They’re finding ways to take advantage of the movement of people that happens
organically, through the already-established migrant paths to the places where
there are populations of the same nationality really, regardless of whether or
not there are any gang members there. It’s a huge leap to say that there is a
plan afoot on the part of the gang to move people.
We
also found that the gang itself is a very loosely knit organization, especially
at the top. There is no single ruling council that controls every piece of the
gang. The gang members themselves are more loyal to their particular cliques
than they are to the actual gang in most instances.
“What has
grabbed recent headlines for the now decades-old gang was a spate of gruesome
murders on the East Coast and evidence that some factions of MS-13 are trying
to accomplish some of the things they are being accused of doing — if
unsuccessfully,” Palma wrote in her Snopes article — for which Dudley of
InsightCrime and University of Southern California associate professor of
anthropology Thomas Ward were principal sources. Dudley told Palma:
They
have tried to establish better means of communication between their different
factions, the major factions being West Coast, East Coast and El Salvador. To
some extent there is more movement of money and weapons.
There
are tendencies that are worrying for sure, and probably the most worrying
aspect is their ability to take advantage of the vulnerability of large numbers
of youth and incorporate many of them into their ranks and involve them in
really macabre criminal acts in places like Maryland, Long Island and the
Boston area. But the standard answer of increasing enforcement and vilifying
entire communities — with 40 years of experience behind us, we can say
that is not going to lead to the end of this gang.
Wald argues that
by sensationalizing MS-13 and making them seem like, in the title of a previous
(2005) National Geographic special about
them, the “World’s Most Dangerous Gang,” politicians like President Trump may
actually be helping MS-13
recruit. “The president doesn’t realize it, but he’s doing a disservice to the
public [and] a service to the gang because it elevates their reputation,” Wald
told Palma. “All gang members and all gangs want to be known as notorious. By
mentioning them as this horrendous group of people who are like terrorists,
he’s elevating their status. It fuels the flames of crime and violence because
it attracts youth who are rebellious and are seeking to belong to some group
that will accept them.”
Protecting
the Innocent
The second half
of the PBS Frontline special on MS-13,
“The Gang Crackdown,” does a virtual 180° from the first half. Where the show
began by highlighting the savagery of MS-13’s murders in Long Island, mostly of
fellow teenage Salvadoran migrants, the second half strongly critiques law
enforcement in general and the Trump administration in particular for behaving
as if police action against the gang and deportations of its members are going
to be enough to solve the problem. Timothy Sini, police commissioner for
Suffolk County, Long Island from 2015 to 2017, is shown on the “Gang Crackdown”

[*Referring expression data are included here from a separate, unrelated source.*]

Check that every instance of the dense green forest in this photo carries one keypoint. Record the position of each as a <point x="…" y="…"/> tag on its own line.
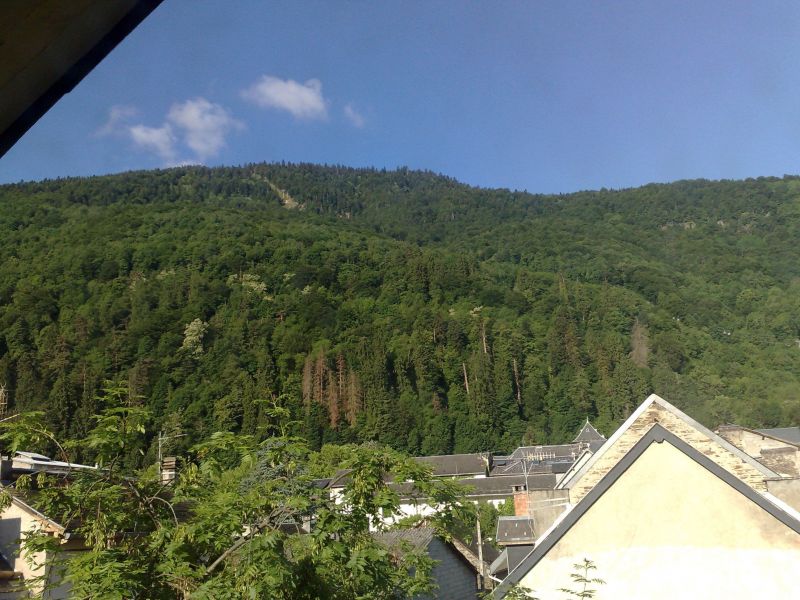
<point x="398" y="306"/>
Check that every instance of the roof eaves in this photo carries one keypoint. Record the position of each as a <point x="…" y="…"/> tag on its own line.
<point x="656" y="434"/>
<point x="655" y="399"/>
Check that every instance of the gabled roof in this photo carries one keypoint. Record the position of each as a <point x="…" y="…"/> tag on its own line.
<point x="653" y="399"/>
<point x="546" y="453"/>
<point x="457" y="464"/>
<point x="19" y="500"/>
<point x="785" y="434"/>
<point x="589" y="434"/>
<point x="656" y="434"/>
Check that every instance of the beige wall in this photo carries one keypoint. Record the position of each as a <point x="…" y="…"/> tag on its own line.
<point x="781" y="457"/>
<point x="656" y="413"/>
<point x="669" y="529"/>
<point x="14" y="522"/>
<point x="787" y="490"/>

program saying that “we have promised to eradicate MS-13 from our streets”
Sergio Argueta,
an activist with a community anti-gang group called S.T.R.O.N.G. Youth (http://www.strongyouth.com/), replied on
the show, saying, “This idea that you’re going to launch this repressive attack
and you’re going to annihilate this gang — violence meeting violence is not
going to solve the issue.”
In March 2017,
Suffolk County law enforcement officers arrested four MS-13 members for the
murders of Nisa Mickens and Kayla Cuevas, the two young victims President Trump
had mentioned in the State of the Union speech. One month later, on April 11,
police found the bodies of four young immigrant men — Mike Lopez, Justin
Llivicura, Jefferson Villalobos and Jorge Tigre — in what they described as a
“killing field.” The young men had been hacked to death with machetes, a
preferred murder method for MS-13, and police believed that girlfriends of
MS-13 members had lured them into the woods where they were killed with
promises of sex.
Given the
history of bad relations between Suffolk County law enforcement and the
immigrant communities — “By the simple fact that you are undocumented, they
treat you very poorly; there is a lot of arrogance, a lot of racism” one
unidentified woman who appeared to be victim Mike Lopez’s mother told Frontline — the boys’ parents and friends of their families
organized their own search parties when the boys went missing. “I was worried
because Mike always answered my messages,” the woman said. “He always talked to
me. He always answered. And that night, he never answered.”
President
Trump’s public statements on MS-13 and the Long Island killings showed two of
his least attractive qualities: his tendency to demonize entire groups of
people and his belief that the way to stop bullies and thugs is to bully them
and be thug-like in treating them. He canceled the entire program for helping
Salvadoran refugees settle in the U.S. and repeatedly threatened that his
answer for dealing with MS-13 was to deport them. In one tweet, Trump said, “The
weak illegal immigration policies of the Obama Admin. allowed bad MS-13 gangs
to form in cities across [the] U.S. We are removing them fast!”
Trump also
openly endorsed police brutality as an appropriate way to deal with MS-13. He
picked Long Island as the site of his July 28, 2017 speech advocating that
police take a hard line against arrestees and suspects. “When you guys put
somebody in the car and you’re protecting their head, you know, the way you put
their hand over?” Trump said, miming the physical motion of an officer
shielding a suspect’s head to keep it from bumping against the squad car.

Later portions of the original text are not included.